One is that the couples don't recognise the thin edge of a wedge when it's pushed up against them, so once they roll over for one person they're doomed.
And the other is simply that, for whatever reason, they lack the confidence to just say no.
Admittedly I don't think a wedding is supposed to be seen as a chore, but I'm honestly more concerned about the marriage. I'm already looking forward to September 14th, which is the first day of my married life (wedding is the 13th) because it's going to be the best day ever - I've just got a wedding to get through to get there!
Do it with a smile, of course you can invite 30 people that will be let me see at £60...£1800. (Just pulled the figure out of the air as no idea of your budget but you get the gist). Obviously you will need the money upfront as well.

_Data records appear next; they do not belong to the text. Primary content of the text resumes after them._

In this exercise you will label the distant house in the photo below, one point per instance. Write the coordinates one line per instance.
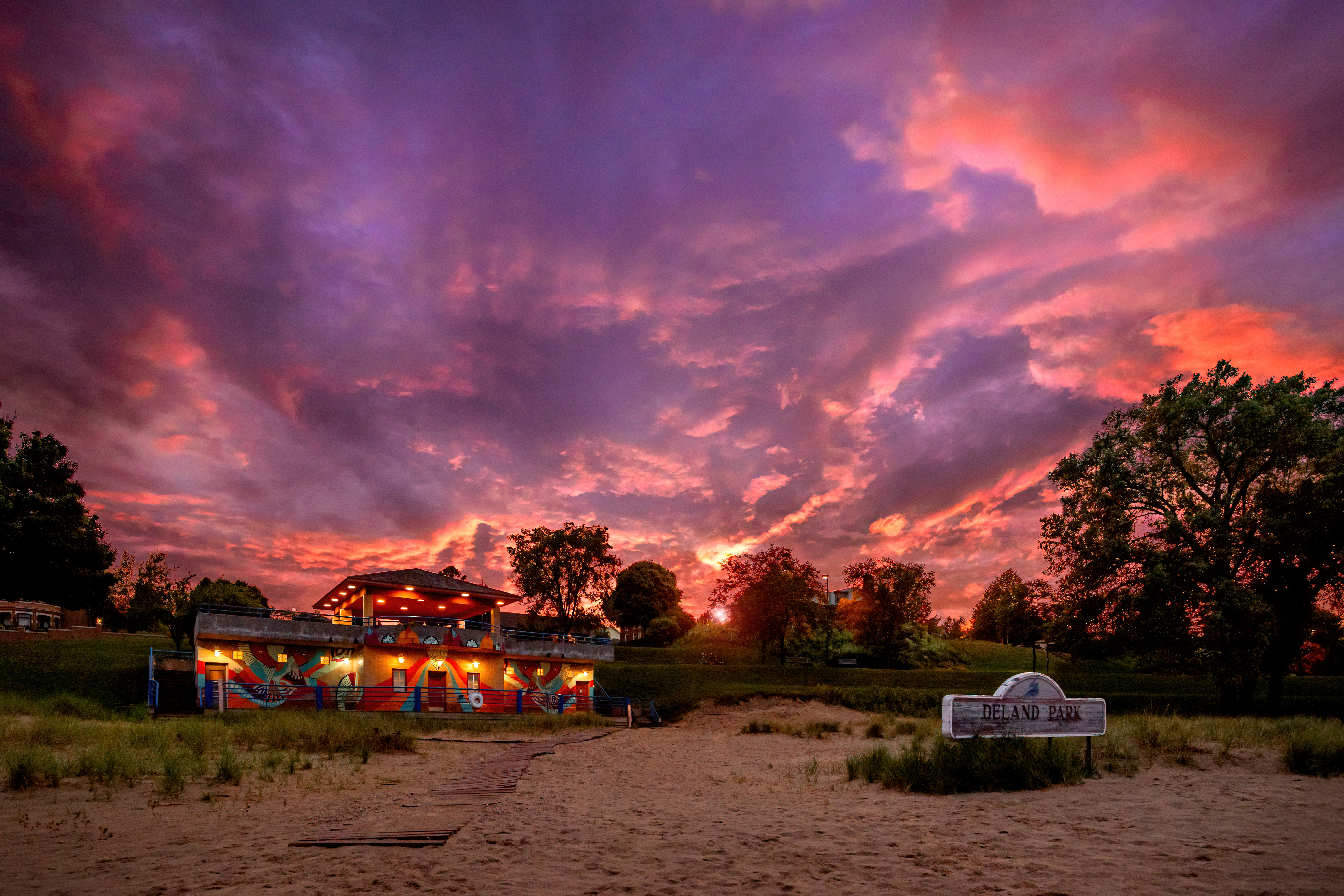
(30, 614)
(403, 640)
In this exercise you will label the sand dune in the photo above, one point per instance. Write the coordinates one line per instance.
(696, 808)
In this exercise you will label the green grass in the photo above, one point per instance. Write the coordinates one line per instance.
(110, 672)
(678, 688)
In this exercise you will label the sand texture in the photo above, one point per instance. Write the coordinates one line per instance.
(693, 808)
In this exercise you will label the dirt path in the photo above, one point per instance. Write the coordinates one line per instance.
(698, 808)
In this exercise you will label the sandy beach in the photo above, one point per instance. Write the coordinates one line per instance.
(691, 808)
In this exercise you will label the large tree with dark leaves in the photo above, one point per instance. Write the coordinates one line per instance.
(769, 594)
(52, 549)
(566, 573)
(1183, 534)
(894, 598)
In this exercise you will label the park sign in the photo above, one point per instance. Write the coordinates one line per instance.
(1026, 706)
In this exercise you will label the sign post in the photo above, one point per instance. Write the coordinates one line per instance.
(1026, 706)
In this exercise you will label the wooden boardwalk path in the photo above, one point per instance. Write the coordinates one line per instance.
(482, 784)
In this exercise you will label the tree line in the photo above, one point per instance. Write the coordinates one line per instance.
(1201, 532)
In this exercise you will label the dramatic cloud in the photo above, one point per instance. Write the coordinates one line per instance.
(317, 289)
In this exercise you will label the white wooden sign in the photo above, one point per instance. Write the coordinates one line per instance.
(1026, 706)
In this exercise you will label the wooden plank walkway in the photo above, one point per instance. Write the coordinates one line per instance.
(482, 784)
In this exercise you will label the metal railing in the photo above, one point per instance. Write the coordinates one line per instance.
(240, 695)
(307, 616)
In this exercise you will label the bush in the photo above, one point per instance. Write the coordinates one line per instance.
(898, 702)
(968, 766)
(1315, 754)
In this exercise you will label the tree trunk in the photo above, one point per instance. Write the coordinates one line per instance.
(1247, 692)
(1273, 700)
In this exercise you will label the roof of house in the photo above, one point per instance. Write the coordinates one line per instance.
(425, 579)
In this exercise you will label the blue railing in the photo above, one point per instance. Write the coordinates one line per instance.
(239, 695)
(308, 616)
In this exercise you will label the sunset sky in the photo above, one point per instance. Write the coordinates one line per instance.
(317, 288)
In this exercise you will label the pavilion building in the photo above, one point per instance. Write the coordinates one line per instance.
(403, 640)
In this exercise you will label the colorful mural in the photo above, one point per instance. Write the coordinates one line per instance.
(407, 674)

If you let these people have their way now they will think they can always walk all over you. Get your balls and use them!!!! (I wish someone gave me this advice)
Steph xx
Marriage is about a man & a woman. Weddings are about showing that off to the world. Surviving the run-up is an *acid* test. Right now, your ability to keep your intended on track has slipped. There are several months in which to remedy this, so panic not, but focus. Have invites gone out (already?) or is it just word of mouth?
Now OH won't budge - of course not, he's been leant on by his family & to move out needs a face saver. So one of you (or a pet or a vehicle) needs to go sick for a month so you Can't Afford X. It's all about saving his face to allow him to apologise & say of course we're delighted & we'd love to see you, but (Insert most manipulative relative's name here) is hosting a special wedding lunch for us so you can have the party & the evening do and we can have the tiny wedding we can afford...
Bella's suggestion that you put a price on each additional head that they stump up for in advance is a corker! Just check you know where the nearest defibrillator is...
Just remember that while you marry the man, you will also have to have strategies handy to manage his family & if he's vulnerable to pressure, you'll need a bundle of tools. (I recommend distance as a cracking good start.)
Both sets of parents will see it 'their son/daughters wedding' so think that gives them a say in it.
I was very firm with my future in laws when we started the wedding so they got the message early on and didn't try to pressure my OH into anything.
Best thing is to sit down with your OH and ask him 'Is this what YOU want or what your PARENTS want'?
Ain't that the truth!
After having worked for over 400 couples getting married, I dearly wish I had a crisp tenner for every time I've been thinking just that as I listened to the latest aggravation they were getting ...
Unless they're paying for the whole pantomime, parents should just !!!!!! and realise who and what a wedding is supposed to be about.